Patients who are professional drivers have special rear-view mirrors in place that increase the visual field, since the ability to turn one's head is compromised by the disease as well.
Therapy
Early detection and treatment of the disease is recommended because the patients are more responsive to medications early on in the course of the disease. There is no cure for this disease; however, therapy may reduce inflammation and the faulty immune system response. Thus, the disease progression is slowed down. Non-steroidal anti-inflammatory drugs (NSAIDs) are used to reduce the inflammation and pain. An anti-inflammatory drug from the coxib group (celecoxib, valdecoxib, etoricoxib) may be prescribed for patients who have ulcers or who have suffered stomach or duodenal bleeding episodes, because these medications are less aggressive on the intestinal mucosa.
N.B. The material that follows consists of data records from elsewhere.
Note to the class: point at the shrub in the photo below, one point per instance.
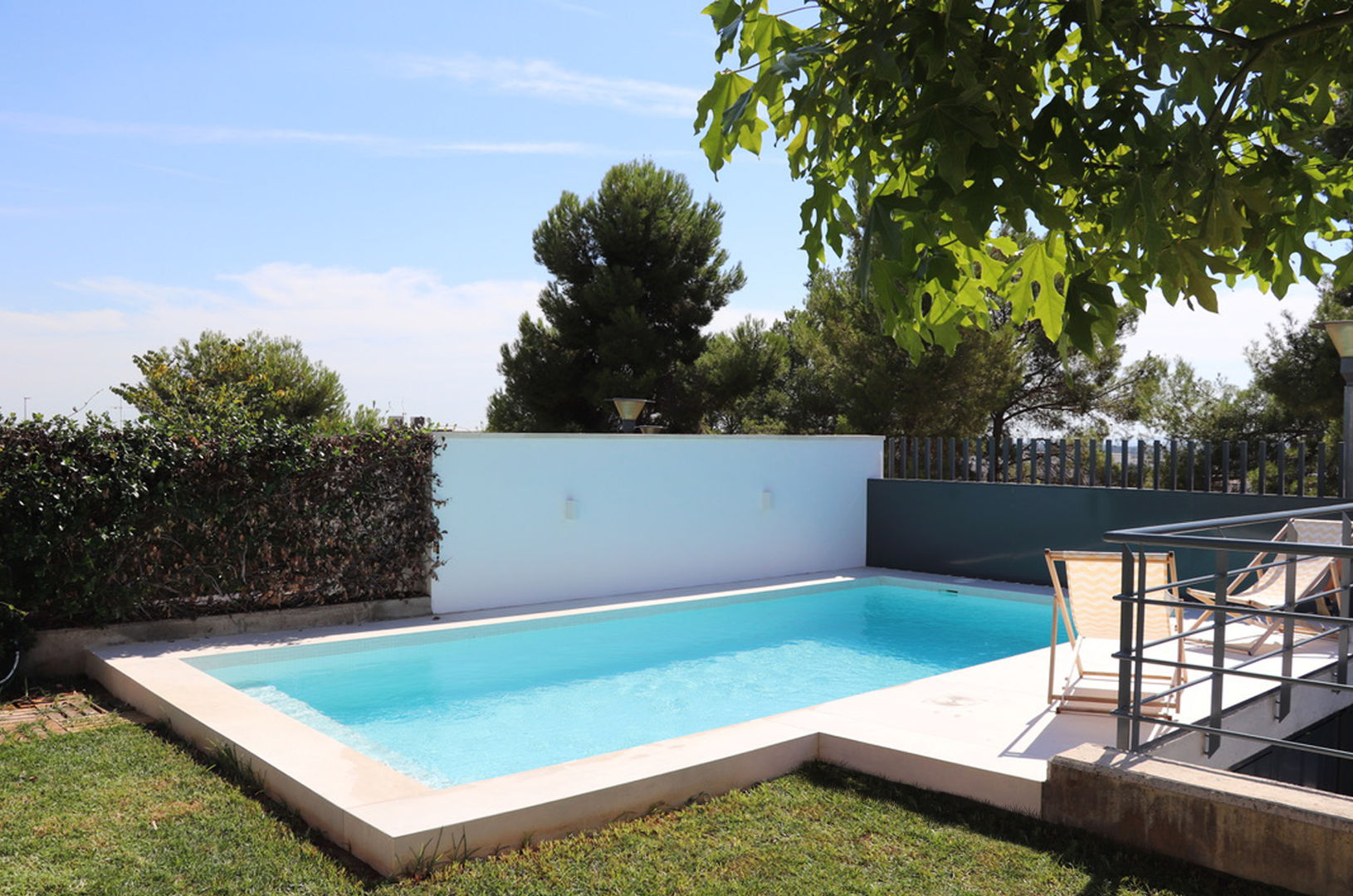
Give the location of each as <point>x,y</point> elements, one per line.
<point>105,523</point>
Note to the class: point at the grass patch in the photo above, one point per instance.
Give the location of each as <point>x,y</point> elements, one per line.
<point>120,808</point>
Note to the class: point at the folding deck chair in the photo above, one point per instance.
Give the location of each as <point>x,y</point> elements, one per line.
<point>1268,587</point>
<point>1084,592</point>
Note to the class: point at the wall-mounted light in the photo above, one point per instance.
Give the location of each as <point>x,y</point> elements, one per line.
<point>1341,334</point>
<point>629,411</point>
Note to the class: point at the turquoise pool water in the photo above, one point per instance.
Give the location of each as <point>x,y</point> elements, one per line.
<point>474,703</point>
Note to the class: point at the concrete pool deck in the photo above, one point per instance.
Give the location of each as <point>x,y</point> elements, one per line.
<point>983,733</point>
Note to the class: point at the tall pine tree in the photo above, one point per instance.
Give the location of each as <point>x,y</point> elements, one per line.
<point>637,273</point>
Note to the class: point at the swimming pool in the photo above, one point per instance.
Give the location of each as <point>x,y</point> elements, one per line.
<point>489,700</point>
<point>965,732</point>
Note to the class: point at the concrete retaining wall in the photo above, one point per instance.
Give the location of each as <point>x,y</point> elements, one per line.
<point>1243,826</point>
<point>540,518</point>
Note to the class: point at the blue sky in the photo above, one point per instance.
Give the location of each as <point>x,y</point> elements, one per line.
<point>363,178</point>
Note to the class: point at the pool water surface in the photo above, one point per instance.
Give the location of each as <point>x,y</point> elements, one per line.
<point>481,702</point>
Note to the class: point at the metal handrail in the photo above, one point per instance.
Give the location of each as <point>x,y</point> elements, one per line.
<point>1210,535</point>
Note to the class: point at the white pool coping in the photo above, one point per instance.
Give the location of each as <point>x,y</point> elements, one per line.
<point>983,733</point>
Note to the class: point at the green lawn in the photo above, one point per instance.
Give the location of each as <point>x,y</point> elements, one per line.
<point>122,808</point>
During the periods of high disease activity, sulfasalazine or methotrexate that belong to the group of immunomodulators are employed. Sulfasalazine tends to reduce inflammation in the peripheral joints. If this drug also fails to improve the patient's condition, methotrexate may be instituted. Corticosteroids, despite their anti-inflammatory action, are rarely used in the treatment of this disease. When the inflamed joint is unresponsive to other therapy, corticosteroids may be applied directly into the joint or administered in the form of methylprednisolone infusion. A long-term corticosteroid therapy of ankylosing spondylitis is not recommended due to the many side effects-- a cataract may ensue, the skin becomes thinner; in addition, osteoporosis, frequent infections and diabetes mellitus appear.
A severe course of disease
In recent years, therapy with biological drugs has become an option, especially in patients with a more severe course of disease (infliximab, etanercept, adalimumab). If a patient does not show improvement on a certain drug, a different biological drug should be tried with this patient.
In the presence of extensive changes in the joints, surgery becomes an option as well; most often, a total hip endoprosthesis is required. Spinal surgery also becomes necessary at times, especially in the cases of spinal cord and nerve compression.